Published at: Nov. 20, 2020

On Friday, the International Monetary Fund published a new working paper on central bank digital currencies, or CBDCs, and their legal ramifications. 

In the paper, researchers including IMF legal counsel Wouter Bossu and Catalina Margulis argue that current frameworks are inadequate for issuing public-facing CBDCs. The researchers are particularly concerned about how existing definitions of money can apply to such a new technology, but, optimistically, suggest the problem is simple enough to fix:

"The absence of an explicit and robust legal basis for the issuance of token-and/or account-based CBDC can be relatively easily remedied through targeted central bank law reform."

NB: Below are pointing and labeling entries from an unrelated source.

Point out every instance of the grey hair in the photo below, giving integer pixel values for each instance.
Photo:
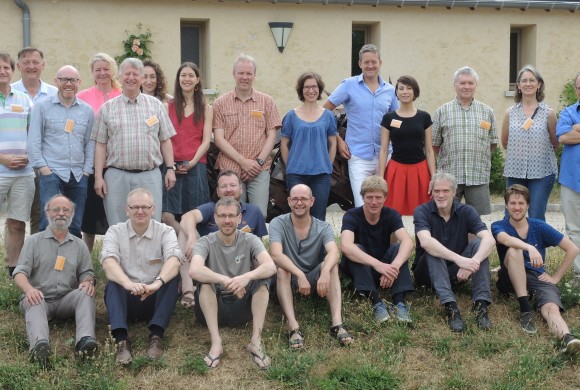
(245, 58)
(440, 175)
(368, 48)
(465, 70)
(134, 63)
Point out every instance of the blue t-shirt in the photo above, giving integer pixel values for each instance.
(540, 235)
(252, 220)
(308, 153)
(376, 239)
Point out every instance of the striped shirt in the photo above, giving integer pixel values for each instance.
(132, 130)
(14, 119)
(464, 137)
(245, 125)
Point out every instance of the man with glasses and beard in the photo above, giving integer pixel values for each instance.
(55, 273)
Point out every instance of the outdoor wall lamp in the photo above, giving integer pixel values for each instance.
(281, 32)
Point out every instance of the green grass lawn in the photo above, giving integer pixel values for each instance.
(425, 355)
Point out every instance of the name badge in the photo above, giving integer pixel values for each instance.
(152, 121)
(69, 125)
(256, 114)
(396, 123)
(527, 124)
(16, 108)
(485, 125)
(59, 264)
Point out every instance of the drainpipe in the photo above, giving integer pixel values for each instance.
(25, 22)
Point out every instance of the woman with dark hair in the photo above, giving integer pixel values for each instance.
(308, 144)
(192, 119)
(154, 82)
(413, 162)
(104, 71)
(529, 137)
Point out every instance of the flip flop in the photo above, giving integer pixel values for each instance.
(187, 299)
(261, 356)
(213, 360)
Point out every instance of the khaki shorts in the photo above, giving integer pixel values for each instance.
(16, 194)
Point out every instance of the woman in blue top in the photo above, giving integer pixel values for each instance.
(308, 145)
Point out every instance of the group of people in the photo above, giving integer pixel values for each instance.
(141, 153)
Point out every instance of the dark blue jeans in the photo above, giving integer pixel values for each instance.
(320, 186)
(157, 308)
(51, 185)
(540, 190)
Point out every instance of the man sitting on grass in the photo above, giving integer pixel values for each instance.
(368, 255)
(307, 257)
(232, 269)
(521, 246)
(55, 273)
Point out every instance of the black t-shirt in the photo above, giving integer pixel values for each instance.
(409, 139)
(374, 238)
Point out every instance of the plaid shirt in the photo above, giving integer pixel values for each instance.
(464, 137)
(245, 124)
(132, 130)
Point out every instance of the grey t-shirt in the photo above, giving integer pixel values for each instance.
(233, 260)
(305, 254)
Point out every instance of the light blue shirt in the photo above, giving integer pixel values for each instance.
(570, 162)
(46, 90)
(364, 111)
(50, 144)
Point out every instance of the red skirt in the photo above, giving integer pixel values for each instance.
(408, 186)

The new paper also brings into question whether the monopoly that most central banks enjoy on the issuance of fiat currencies — which is reasonable enough, except that they seem to be suggesting rendering private fiat-pegged stablecoins illegal: 

The issuance of private digital tokens that resemble CBDC could give rise to very much the same problems, including a severely disrupted monetary system, caused in the 19th century by the issuance of banknotes by private banks that subsequently could not honor their obligations to convert those notes in real currency.

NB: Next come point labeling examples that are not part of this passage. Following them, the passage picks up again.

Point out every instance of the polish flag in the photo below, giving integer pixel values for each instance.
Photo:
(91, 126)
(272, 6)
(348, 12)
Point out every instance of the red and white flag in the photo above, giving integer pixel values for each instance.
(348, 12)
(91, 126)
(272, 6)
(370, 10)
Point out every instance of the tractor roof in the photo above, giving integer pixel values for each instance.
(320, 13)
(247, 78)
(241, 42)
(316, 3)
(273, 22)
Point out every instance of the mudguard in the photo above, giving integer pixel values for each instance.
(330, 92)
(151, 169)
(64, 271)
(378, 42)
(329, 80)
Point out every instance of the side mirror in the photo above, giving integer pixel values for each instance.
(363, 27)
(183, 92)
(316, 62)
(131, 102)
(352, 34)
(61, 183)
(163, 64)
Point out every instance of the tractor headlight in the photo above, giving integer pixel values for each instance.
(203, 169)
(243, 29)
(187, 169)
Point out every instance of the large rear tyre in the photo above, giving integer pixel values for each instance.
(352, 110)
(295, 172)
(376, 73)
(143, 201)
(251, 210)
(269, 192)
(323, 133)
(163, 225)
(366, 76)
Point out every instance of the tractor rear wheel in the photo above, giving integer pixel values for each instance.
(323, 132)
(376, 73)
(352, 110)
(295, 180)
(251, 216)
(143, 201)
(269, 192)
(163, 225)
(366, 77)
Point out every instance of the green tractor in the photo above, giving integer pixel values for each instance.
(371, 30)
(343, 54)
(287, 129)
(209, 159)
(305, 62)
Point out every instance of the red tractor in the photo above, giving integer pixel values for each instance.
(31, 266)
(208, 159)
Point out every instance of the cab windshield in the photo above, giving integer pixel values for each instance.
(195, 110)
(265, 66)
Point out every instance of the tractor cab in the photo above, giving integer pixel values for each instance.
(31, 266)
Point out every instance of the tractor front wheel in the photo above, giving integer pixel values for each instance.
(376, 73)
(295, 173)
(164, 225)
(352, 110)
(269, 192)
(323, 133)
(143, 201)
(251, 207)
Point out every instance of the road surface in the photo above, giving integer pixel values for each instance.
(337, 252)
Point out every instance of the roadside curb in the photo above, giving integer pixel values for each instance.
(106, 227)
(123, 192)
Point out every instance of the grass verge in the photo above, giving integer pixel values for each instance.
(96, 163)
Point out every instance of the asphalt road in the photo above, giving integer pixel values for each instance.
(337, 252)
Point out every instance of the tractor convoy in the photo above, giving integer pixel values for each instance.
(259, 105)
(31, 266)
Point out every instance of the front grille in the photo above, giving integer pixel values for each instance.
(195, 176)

Ultimately, the paper suggests that re-configuring monetary law will be more challenging than reforming central bank law. The basic questions of whether you can consider a token legal tender, as well as how you make sure it's accepted across a population with varying access to technology, remain unanswered. 

All of the central banks behind the five largest global currencies — the U.S. dollar, the euro, the Chinese yuan, the Japanese yen and the British pound — are looking into issuing CBDCs. A leader at the Bank of England recently talked them up as part of a "new monetary order." 

Of the largest economies in the world, China seems to be closest to issuing a CBDC. Many suggest that this is because the Chinese government is willing to use a digital yuan as a surveillance tool, meaning that issues of cash-level privacy and bearer-bond status are irrelevant. The People's Bank of China recently published a draft law that would, indeed, outlaw private stablecoins pegged to the yuan.